This is the official implementation of the DeepHYDRA algorithm presented in the paper "DeepHYDRA: Resource-Efficient Time-Series Anomaly Detection in Dynamically-Configured Systems".
The folder envs/ contains the conda environments for the different models. You can create the conda environments with the following command:
conda create --name <env_name> --file <file>
In the respective conda environments, install the Python packages not installed via conda with
pip install -r <env_name>_python_requirements.txt
This is a bit messy, and we will probably streamline this in the future.
For the machine-1-1 dataset, extract the files in the archive datasets/smd/machine-1-1.tar.gz.
For the HLT datasets, retrieve the original datasets from here and place them in the subfolder datasets/hlt. Afterwards, run the scripts
generate_hlt_datasets.py
generate_combined_detection_test_set.py
Use the conda environment contained in envs/dataset_generation.txt for this step.
To run the one-liner baselines, run the script
run_one_liners.sh
in the subfolder baselines/one-liners.
To run the MERLIN scripts, you have to clone the py-merlin repository. Build and install this package inside the environment contained in envs/merlin.txt. Afterwards, you waill be able to run the script
run_merlin.sh
in the subfolder baselines/merlin.
Use the respectively named conda environments envs/informers.txt and envs/tranad.txt to run the specific models. You can run the models with the parameters used in the paper by executing the scripts
run_smd.sh
run_hlt.sh
run_hlt_unaugmented.sh
Contained in the subfolders transformer_based_detection/informers and transformer_based_detection/tranad.

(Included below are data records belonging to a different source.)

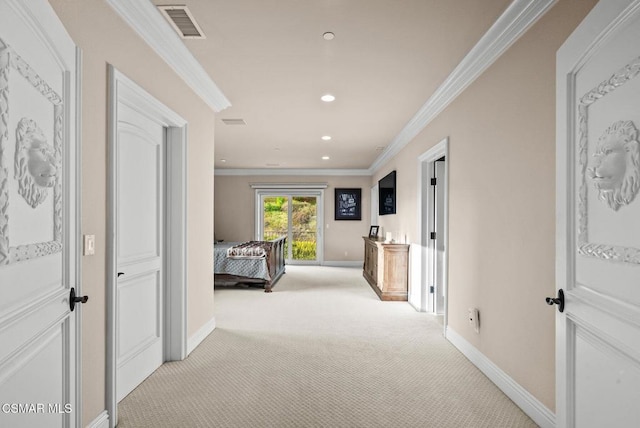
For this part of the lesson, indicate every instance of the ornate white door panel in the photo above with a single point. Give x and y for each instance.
(140, 225)
(598, 334)
(38, 259)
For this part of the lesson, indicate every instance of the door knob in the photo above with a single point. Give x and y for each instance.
(557, 300)
(73, 299)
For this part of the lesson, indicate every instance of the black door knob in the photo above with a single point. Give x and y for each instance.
(73, 299)
(557, 300)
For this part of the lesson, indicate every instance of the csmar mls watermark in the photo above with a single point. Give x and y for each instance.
(35, 408)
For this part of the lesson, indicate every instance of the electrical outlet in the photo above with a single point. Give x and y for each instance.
(89, 245)
(474, 319)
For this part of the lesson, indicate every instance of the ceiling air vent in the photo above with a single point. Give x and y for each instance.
(234, 121)
(182, 20)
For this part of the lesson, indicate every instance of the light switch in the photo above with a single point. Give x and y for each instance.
(89, 245)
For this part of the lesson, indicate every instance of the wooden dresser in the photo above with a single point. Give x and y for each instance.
(386, 268)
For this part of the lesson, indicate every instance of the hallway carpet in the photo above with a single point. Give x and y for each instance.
(320, 351)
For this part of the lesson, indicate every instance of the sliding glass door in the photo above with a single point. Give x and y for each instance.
(294, 215)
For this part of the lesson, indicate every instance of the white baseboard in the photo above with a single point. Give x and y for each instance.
(339, 263)
(200, 335)
(537, 411)
(102, 421)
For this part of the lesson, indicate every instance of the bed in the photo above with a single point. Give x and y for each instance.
(252, 263)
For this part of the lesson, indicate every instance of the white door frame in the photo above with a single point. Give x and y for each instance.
(374, 204)
(422, 299)
(124, 90)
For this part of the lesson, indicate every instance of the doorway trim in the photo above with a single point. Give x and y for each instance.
(422, 299)
(124, 90)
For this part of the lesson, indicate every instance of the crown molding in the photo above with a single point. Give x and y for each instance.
(293, 172)
(513, 23)
(145, 19)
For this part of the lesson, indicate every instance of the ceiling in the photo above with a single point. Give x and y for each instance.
(270, 60)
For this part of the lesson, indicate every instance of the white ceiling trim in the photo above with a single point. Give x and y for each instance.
(513, 23)
(148, 22)
(293, 172)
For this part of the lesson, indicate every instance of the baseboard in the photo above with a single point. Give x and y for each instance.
(537, 411)
(340, 263)
(200, 335)
(102, 421)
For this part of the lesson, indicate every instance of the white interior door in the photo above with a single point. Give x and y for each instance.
(38, 221)
(598, 108)
(439, 220)
(139, 237)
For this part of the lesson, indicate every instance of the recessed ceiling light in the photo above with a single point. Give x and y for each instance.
(328, 35)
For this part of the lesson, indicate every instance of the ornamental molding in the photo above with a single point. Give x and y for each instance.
(586, 248)
(513, 23)
(147, 21)
(9, 59)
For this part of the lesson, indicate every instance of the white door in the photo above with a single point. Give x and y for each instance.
(139, 248)
(38, 222)
(598, 220)
(439, 213)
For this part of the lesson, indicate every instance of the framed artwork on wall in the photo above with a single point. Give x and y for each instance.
(348, 204)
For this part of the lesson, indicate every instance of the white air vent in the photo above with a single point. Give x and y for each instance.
(182, 21)
(234, 121)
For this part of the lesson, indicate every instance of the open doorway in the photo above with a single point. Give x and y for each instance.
(431, 295)
(146, 230)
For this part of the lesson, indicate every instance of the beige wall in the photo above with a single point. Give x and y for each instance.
(105, 39)
(235, 212)
(501, 202)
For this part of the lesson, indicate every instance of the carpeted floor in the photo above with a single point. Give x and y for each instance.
(320, 351)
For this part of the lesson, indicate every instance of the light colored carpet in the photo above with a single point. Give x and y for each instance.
(320, 351)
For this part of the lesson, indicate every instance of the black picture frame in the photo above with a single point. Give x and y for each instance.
(387, 194)
(348, 204)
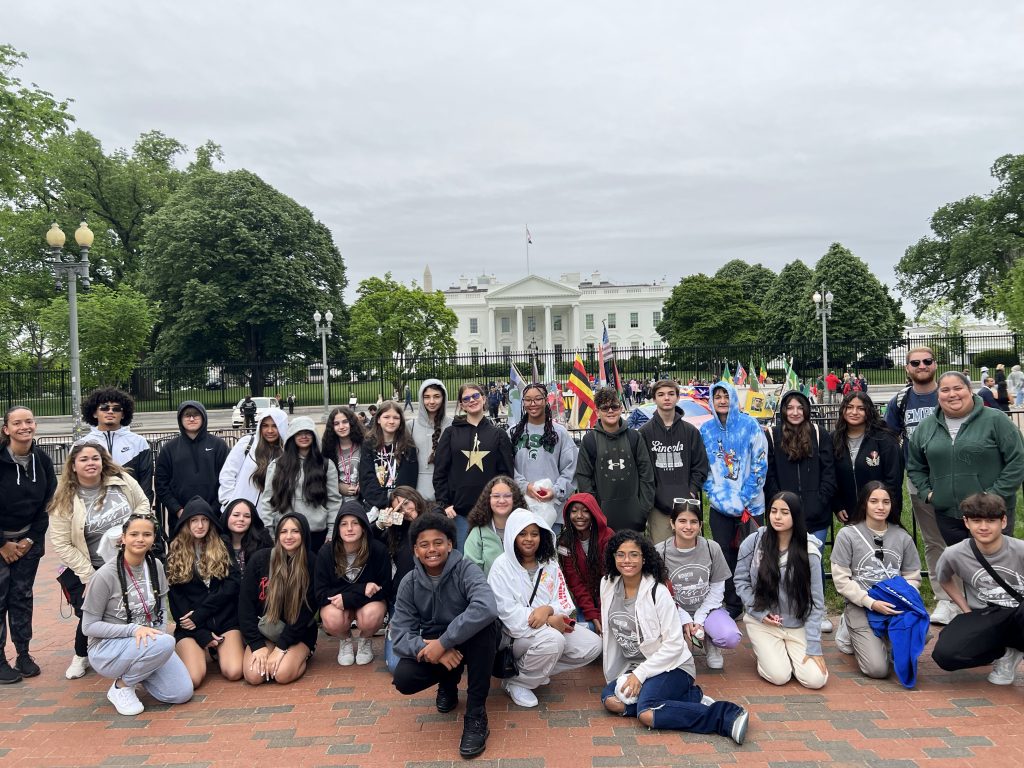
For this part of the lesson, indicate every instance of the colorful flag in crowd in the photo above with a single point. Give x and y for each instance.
(584, 406)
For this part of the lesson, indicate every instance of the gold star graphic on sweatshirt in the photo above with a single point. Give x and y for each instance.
(475, 456)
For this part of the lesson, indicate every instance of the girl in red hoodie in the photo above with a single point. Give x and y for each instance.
(581, 555)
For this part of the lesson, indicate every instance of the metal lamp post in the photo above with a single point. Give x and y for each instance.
(70, 272)
(324, 330)
(822, 306)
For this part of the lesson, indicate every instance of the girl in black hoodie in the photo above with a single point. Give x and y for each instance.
(353, 573)
(470, 454)
(204, 594)
(276, 606)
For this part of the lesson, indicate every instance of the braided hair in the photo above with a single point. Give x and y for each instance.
(550, 438)
(151, 570)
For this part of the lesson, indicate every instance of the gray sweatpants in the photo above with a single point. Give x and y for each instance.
(155, 666)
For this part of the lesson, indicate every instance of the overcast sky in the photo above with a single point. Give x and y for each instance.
(640, 138)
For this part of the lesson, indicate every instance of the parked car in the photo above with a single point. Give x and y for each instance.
(262, 403)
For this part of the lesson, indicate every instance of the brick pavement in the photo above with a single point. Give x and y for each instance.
(353, 717)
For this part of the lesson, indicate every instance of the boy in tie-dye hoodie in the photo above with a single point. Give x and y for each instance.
(737, 452)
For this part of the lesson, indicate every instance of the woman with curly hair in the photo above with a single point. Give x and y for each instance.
(486, 520)
(543, 451)
(342, 442)
(647, 667)
(204, 581)
(778, 578)
(581, 553)
(865, 450)
(94, 497)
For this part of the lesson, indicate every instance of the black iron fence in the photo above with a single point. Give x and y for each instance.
(222, 385)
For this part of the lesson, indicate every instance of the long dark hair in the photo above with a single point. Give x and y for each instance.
(859, 513)
(550, 438)
(286, 475)
(652, 564)
(797, 585)
(873, 423)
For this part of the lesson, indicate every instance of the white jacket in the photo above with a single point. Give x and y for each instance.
(512, 585)
(662, 639)
(236, 476)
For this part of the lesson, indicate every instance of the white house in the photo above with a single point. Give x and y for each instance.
(562, 314)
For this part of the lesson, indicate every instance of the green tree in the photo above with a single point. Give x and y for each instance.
(114, 327)
(399, 326)
(974, 244)
(709, 310)
(238, 269)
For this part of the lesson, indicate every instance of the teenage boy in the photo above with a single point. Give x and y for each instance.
(443, 624)
(737, 456)
(189, 465)
(906, 410)
(678, 455)
(110, 412)
(990, 629)
(614, 467)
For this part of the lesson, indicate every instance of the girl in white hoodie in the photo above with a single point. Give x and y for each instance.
(536, 607)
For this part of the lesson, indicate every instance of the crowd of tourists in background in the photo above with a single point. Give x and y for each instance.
(480, 550)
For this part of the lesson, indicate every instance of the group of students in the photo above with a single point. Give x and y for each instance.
(471, 543)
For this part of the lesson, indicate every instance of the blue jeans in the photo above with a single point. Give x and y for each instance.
(676, 701)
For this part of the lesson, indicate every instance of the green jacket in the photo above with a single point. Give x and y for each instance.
(988, 456)
(482, 547)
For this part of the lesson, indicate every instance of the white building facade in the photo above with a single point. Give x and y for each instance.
(546, 314)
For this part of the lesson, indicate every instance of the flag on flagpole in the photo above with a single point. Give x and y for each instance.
(754, 384)
(580, 385)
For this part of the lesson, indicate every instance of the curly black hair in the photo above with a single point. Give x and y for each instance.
(652, 564)
(109, 394)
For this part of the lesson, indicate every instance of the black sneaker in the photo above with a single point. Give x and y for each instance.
(8, 674)
(474, 735)
(27, 666)
(448, 698)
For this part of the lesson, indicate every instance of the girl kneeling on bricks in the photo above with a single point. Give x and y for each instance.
(123, 616)
(275, 606)
(648, 669)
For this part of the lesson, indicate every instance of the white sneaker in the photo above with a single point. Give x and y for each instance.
(945, 611)
(520, 695)
(1005, 668)
(77, 668)
(364, 651)
(713, 655)
(346, 653)
(124, 699)
(843, 640)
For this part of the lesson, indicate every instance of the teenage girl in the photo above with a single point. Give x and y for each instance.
(486, 520)
(778, 578)
(352, 584)
(123, 616)
(204, 596)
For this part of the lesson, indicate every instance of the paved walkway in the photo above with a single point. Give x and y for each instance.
(353, 717)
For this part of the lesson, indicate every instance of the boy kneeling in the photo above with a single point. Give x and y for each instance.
(443, 622)
(991, 565)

After training the models on the reduced HLT data, you can run the combined detection method using the generated checkpoints. To do this, run the scripts
run_informers_combined.sh
run_tranad_combined.sh
contained in the subfolders detection_combined/benchmark/informers and detection_combined/benchmark/tranad.
Running all of the scripts described above should have populated the folders evaluation/combined_detection/predictions, evaluation/reduced_detection/predictions, and evaluation/smd/predictions with the necessary files to calculate the performance metrics and generate the comparison plots shown in the paper. You can calculate the metrics by running the scripts
get_results_over_random_seeds.sh
in the subfolders evaluation/combined_detection, evaluation/reduced_detection, and evaluation/smd/. Note that the results for TranAD on the machine-1-1 dataset are stored directly in the model folder as results_tranad_machine-1-1.csv.
The plots can be generated by running
plot_comparison_plots.py
in the subfolder evaluation/combined/detection.